I proposed what I feel the definition of a district is: "A community of like minded people who are invested in transforming the lives of youth." 

Based on this definition, we are all in that community and we need to share the load. As the old saying goes, "many hands make for light work."

One of my goals this year is to reinvent some of our programs to ensure that the execution and success of activities in the district are shared evenly, since we all benefit from them, and so that no one person and group has to shoulder the burden every year. 

To illustrate my point, I shared a "Scoutmaster Minute" with the audience that I hope you find relevant to our goals, entitled: Growing Good Corn 

There once was a farmer who grew award-winning corn. Each year he entered his corn in the state fair where it won a blue ribbon.  

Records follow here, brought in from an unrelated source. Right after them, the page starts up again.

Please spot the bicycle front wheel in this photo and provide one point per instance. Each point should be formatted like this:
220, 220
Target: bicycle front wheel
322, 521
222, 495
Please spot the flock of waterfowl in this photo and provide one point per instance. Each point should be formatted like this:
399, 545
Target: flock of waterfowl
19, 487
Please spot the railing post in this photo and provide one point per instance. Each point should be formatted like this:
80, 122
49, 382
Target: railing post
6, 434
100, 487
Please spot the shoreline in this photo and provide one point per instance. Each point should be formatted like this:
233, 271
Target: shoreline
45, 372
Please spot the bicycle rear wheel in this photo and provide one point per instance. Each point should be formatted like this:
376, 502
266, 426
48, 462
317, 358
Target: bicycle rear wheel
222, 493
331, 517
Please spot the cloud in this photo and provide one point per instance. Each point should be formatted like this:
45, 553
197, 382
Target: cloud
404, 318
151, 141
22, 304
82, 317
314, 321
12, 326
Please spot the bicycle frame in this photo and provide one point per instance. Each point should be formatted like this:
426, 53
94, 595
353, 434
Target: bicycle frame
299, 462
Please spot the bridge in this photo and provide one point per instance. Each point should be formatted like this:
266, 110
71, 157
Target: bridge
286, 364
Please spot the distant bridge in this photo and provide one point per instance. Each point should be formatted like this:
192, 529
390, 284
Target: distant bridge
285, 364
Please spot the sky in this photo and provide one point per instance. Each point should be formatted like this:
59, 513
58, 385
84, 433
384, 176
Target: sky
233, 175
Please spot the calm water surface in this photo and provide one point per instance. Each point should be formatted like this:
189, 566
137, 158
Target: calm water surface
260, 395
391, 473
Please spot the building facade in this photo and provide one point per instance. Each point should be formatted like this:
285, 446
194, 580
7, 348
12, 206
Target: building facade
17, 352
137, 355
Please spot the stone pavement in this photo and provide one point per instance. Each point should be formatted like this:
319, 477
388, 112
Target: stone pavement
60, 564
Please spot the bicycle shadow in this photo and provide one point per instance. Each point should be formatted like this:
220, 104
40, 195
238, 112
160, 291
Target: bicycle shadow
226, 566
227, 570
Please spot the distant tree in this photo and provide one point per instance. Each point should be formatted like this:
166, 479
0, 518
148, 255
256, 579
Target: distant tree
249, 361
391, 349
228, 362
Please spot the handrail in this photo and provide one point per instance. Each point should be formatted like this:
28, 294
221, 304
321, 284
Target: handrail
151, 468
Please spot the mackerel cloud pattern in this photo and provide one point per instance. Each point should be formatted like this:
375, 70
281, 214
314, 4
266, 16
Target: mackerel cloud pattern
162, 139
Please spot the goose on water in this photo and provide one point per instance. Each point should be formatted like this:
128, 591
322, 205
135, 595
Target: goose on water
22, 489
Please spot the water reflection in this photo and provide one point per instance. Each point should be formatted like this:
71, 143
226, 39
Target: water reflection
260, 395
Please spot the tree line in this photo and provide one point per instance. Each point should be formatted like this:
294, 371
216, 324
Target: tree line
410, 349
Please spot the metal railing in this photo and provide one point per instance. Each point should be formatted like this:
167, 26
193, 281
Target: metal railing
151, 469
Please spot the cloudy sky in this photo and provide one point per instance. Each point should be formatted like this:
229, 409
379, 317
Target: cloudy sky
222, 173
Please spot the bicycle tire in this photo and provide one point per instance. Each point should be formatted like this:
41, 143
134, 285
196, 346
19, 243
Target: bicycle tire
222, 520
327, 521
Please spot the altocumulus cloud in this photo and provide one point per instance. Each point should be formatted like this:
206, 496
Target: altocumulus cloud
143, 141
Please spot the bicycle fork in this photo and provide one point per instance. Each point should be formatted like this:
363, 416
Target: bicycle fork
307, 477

One year a newspaper reporter interviewed him and learned something interesting about how he grew it. The reporter discovered that the farmer shared his seed corn with his neighbors. 

"How can you afford to share your best seed corn with your neighbors when they are entering corn in competition with yours each year?" the reporter asked. 

"Why sir," said the farmer, "didn't you know? The wind picks up pollen from the ripening corn and swirls it from field to field. If my neighbors grow inferior corn, cross-pollination will steadily degrade the quality of my corn. If I am to grow good corn, I must help my neighbors grow good corn." 

He is very much aware of the connectedness of life. His corn cannot improve unless his neighbor's corn also improves. 

So it is with our lives. Those who choose to live in peace must help their neighbors to live in peace. Those who choose to live well must help others to live well, for the value of a life is measured by the lives it touches. And those who choose to be happy must help others to find happiness, for the welfare of each is bound up with the welfare of all. 

The lesson for each of us is this: if we are to grow good corn, we must help our neighbors grow good corn. 

I'm excited to be working with all of you in the Button Gwinnett District to transform the lives of our youth!